Wednesday, Aug 6: 10:30 AM - 12:20 PM
4182
Contributed Papers
Music City Center
Room: CC-102B
Main Sponsor
Business and Economic Statistics Section
Presentations
Transfer learning is a framework for specifying and refining knowledge about the effects that transfer between a set of source (training) and of target (prediction) data. An open problem is addressing the empirical phenomenon of negative transfer, whereby the transfer learner performs worse on the target data after taking the source data into account than before. In this talk, I will introduce a Bayesian perspective on negative transfer and a method to address it. The key insight is that negative transfer can stem from misspecified prior information about non-transferable causes of the source data. Our proposed method does not require prior knowledge of the source data, and is thus applicable in the presence of latent confounders. Moreover, the learner need not have access to observations in the target task (be able to "fine-tune"), and instead makes use of proxy (indirect) information. Our theoretical results show that the threat of negative transfer does not depend on the informativeness of the proxy information, and our method applies even when only noisy indirect information is available. This talk is based on the paper available at https://arxiv.org/abs/2411.03263.
Keywords
Bayesian methods
machine learning
transfer learning
robust inference
latent confounders
nuisance variables
We study the problem of rank elicitation within the Mallows model, where a permutation $\pi$ is sampled proportional to \( \exp(-\beta d(\pi, \sigma)) \), with $\sigma$ representing a central ranking and $\beta$ as the dispersion parameter. Specifically, we study a general class of $L_\alpha$ distances \( d_\alpha(\pi, \sigma) = \sum_{i=1}^n (\pi(i) - \sigma(i))^\alpha \). For any $\alpha \geq 1$ and any $\beta > 0$, we present a Polynomial-Time Approximation Scheme (PTAS) that achieves two key objectives: (i) estimating the partition function \( Z_n(\beta, \alpha) \) within a multiplicative factor of \( 1 \pm \epsilon \), and (ii) generating samples $\epsilon$-close (in total variation distance) to the true distribution. Leveraging this approximation, we design an efficient Maximum Likelihood Estimation (MLE) algorithm that jointly infers the true underlying ranking, the dispersion parameter, and the distance parameter metric. This work is the first to study metric learning alongside preference learning in the context of Mallows models.
Keywords
Rank Elicitation
Mallows Model
MLE
Preference Elicitation
The selection of skilled funds in the financial market is critical for both investors and researchers. While existing methods for identifying skilled funds under multiple testing frameworks are abundant, most overlook the challenges posed by heavy-tailed and serially dependent data.
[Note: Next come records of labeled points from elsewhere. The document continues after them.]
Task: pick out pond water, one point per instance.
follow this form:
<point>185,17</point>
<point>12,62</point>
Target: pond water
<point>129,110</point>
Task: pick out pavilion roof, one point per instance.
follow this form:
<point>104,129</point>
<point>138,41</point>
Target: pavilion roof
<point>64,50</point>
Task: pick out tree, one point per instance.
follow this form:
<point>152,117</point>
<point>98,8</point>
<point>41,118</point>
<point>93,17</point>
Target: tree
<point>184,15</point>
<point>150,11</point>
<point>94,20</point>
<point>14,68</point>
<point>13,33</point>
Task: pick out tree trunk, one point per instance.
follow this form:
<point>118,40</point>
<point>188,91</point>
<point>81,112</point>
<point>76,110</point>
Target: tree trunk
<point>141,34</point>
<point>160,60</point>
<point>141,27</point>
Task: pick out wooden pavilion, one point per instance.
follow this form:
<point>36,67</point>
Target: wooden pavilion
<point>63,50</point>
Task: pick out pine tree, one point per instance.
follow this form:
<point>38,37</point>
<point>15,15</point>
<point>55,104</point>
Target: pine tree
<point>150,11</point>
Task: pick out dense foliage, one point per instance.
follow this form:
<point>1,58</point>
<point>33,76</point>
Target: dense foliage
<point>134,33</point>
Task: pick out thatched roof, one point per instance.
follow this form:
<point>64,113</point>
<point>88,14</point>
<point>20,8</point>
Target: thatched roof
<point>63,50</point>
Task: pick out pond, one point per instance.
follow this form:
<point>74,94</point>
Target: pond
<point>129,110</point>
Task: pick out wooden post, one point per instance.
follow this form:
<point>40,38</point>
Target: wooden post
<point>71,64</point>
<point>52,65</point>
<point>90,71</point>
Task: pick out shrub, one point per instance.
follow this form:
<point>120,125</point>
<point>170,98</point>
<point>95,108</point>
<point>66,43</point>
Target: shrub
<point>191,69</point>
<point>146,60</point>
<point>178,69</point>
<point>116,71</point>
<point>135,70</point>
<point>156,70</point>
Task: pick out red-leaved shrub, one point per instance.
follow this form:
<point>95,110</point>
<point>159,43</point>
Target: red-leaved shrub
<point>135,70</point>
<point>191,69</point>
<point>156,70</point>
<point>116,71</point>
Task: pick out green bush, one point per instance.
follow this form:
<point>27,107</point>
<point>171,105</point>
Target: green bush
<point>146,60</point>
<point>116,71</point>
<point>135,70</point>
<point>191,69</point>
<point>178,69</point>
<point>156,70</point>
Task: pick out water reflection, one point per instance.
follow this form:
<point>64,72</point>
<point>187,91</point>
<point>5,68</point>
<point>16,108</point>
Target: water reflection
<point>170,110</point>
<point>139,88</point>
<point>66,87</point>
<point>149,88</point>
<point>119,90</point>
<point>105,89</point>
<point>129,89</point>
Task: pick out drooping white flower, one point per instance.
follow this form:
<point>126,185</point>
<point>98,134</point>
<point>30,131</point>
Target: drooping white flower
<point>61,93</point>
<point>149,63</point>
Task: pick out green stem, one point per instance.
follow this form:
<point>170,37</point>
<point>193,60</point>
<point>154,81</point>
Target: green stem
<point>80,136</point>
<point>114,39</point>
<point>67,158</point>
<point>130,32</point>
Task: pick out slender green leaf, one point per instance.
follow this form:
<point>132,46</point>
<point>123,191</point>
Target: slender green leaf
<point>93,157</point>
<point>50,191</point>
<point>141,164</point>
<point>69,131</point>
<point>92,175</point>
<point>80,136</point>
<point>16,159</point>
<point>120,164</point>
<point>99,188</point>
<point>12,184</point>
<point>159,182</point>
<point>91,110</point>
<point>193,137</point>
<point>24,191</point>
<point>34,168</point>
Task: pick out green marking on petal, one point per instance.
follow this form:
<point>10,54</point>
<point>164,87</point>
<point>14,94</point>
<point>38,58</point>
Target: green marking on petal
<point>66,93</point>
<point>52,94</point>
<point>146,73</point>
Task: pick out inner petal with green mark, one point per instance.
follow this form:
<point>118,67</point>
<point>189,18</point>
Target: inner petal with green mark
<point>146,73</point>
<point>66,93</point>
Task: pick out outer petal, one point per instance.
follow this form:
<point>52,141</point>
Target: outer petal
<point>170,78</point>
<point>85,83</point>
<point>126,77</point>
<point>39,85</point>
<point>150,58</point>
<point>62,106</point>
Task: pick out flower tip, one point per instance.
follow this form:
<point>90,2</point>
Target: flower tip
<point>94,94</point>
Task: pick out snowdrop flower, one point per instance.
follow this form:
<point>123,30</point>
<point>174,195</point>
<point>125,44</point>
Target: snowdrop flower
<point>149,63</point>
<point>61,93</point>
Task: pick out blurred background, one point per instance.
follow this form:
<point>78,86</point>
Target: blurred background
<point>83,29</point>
In this talk, we propose a general framework for multiple testing of alpha in a simple signal-noise model, leveraging adaptive regression techniques based on the data's tail properties. For heavy-tailed data, we introduce a quantile-adjusted method to correct alpha bias. Using a sample-splitting strategy, we derive symmetrically distributed test statistics under the null and compute a data-driven significance threshold. We also extend the model to account for time series dependence. This work is supported by the startup fund of City University of Hong Kong.
Keywords
False discovery rate
Factor models
High-dimensional time series
Sample-splitting
Robust inference
Participation inequality-where most users contribute little content-in the rapidly expanding creator economy threatens platform sustainability. To address this, we introduce a novel theory-based AI-driven approach for platform strategists involving three steps: (1) A generative AI (GenAI) agent perceives its environment through data understanding and pattern recognition; (2) It learns creators' engagement states and behaviors via dynamic learning; and (3) It conducts counterfactual analyses using real-world data to generate personalized, engagement-state-based strategies. Using online literary markets for empirical investigation, we show that our GenAI agent can identify multiple engagement states and generate tailored, AI-optimized incentives that enhance platform revenue while reducing participation inequality. Our research demonstrates how advanced AI models can improve platform managers' strategic decision-making and support content creators' entrepreneurial efforts.
Keywords
Generative AI, strategic management, participation inequality, creator economy, engagement
Fintech companies use advanced algorithms on non-traditional data to assess creditworthiness but access to credit is often restricted by supply-side barriers such as limited financial infrastructure, high costs, strict documentation, and demand-side barriers like poor financial literacy, financial instability, and cultural concerns. We aim to promote financial inclusion in this process by developing a multi-step Bayesian choice model that considers loan defaults conditional on a loan product, a marginal model for the different loan products, and an intricate prior regularization to handle high dimensionality. The motivating application includes high-dimensional data from tens of thousands of customers, bringing major computational challenges. To ensure fairness, we conduct a counterfactual analysis by simulating random product assignments and studying the connection between product selection and default outcomes. This approach confirmed the model's ability to perform reliably even for unseen data patterns. Addressing bias and default risks with high-valued performance metrics, the model provides a practical solution for sustainable lending practices using mobile footprint data.
Keywords
Fintech
Bayesian choice model
Financial inclusion
Counterfactual
Mobile footprints
Insurers are increasingly vulnerable to multiple sources of risks, including climate-related risks and market risks. Multi-risk stress testing models that simultaneously test a firm's likelihood to survive multiple catastrophic events are scarce, and existing models do not properly account for dynamic feedback due to agents continual interactions with the environment. Whereas there exists strong interdependence between human actions, the environment, and risks.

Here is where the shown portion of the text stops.